9. The method of any one of claims 1-7, wherein determining the historical disease information for the plurality of users based on the historical disease codes for the plurality of users and the time of illness for the plurality of users comprises:

Data processing is carried out on the illness time of the plurality of users, so that ordered illness time is obtained;

training a model to be trained based on the ordered disease time and the historical disease codes of the plurality of users to obtain a second model, wherein the second model is used for predicting future events and event occurrence time;

and inputting the ordered illness time and the historical disease codes of the plurality of users into the second model to obtain the historical disease information of the plurality of users.

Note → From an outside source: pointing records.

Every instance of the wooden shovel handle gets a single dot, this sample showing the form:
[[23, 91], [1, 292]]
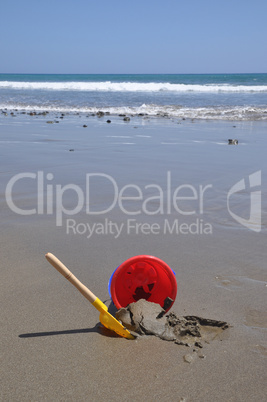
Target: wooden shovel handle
[[61, 268]]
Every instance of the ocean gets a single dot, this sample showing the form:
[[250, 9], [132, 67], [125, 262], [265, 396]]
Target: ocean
[[195, 96]]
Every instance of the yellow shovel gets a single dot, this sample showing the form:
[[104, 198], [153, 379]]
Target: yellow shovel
[[105, 317]]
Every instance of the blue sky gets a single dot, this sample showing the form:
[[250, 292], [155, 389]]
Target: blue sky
[[83, 36]]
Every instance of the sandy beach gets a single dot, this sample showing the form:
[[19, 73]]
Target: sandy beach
[[52, 345]]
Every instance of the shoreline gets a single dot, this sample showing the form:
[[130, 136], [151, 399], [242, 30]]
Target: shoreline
[[53, 346]]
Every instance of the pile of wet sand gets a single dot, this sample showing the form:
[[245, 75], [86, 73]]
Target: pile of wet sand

10. A disease risk prediction model training device, comprising:

the system comprises an acquisition module, a control module and a control module, wherein the acquisition module is used for acquiring first statistics, N second statistics, genotype data of a plurality of users, historical disease codes of the plurality of users, disease time of the plurality of users, age characteristics of the plurality of users and disease identifications of the plurality of users, wherein the first statistics comprise a plurality of groups of incidence relation statistics of single nucleotide polymorphisms and life habits, each of the N second statistics comprises a plurality of groups of incidence relation statistics of single nucleotide polymorphisms and appointed diseases, the disease identifications are used for marking whether the plurality of users are ill or not, and N is an integer greater than 0;

The processing module is used for determining living habits with causal relation with the appointed diseases according to the first statistics and the N second statistics;

the processing module is further used for determining a polygenic risk score according to the N second statistics and genotype data of the plurality of users;

the processing module is further used for determining historical disease information of the plurality of users according to the historical disease codes of the plurality of users and the disease time of the plurality of users;

the processing module is further configured to train a disease risk score model to be trained according to the lifestyle habit with causal relation to the specified disease, the polygenic risk score, historical disease information of the plurality of users, age characteristics of the plurality of users and disease identifications of the plurality of users, so as to obtain a disease risk score prediction model, where the disease risk score prediction model is used for predicting disease risk scores of the users.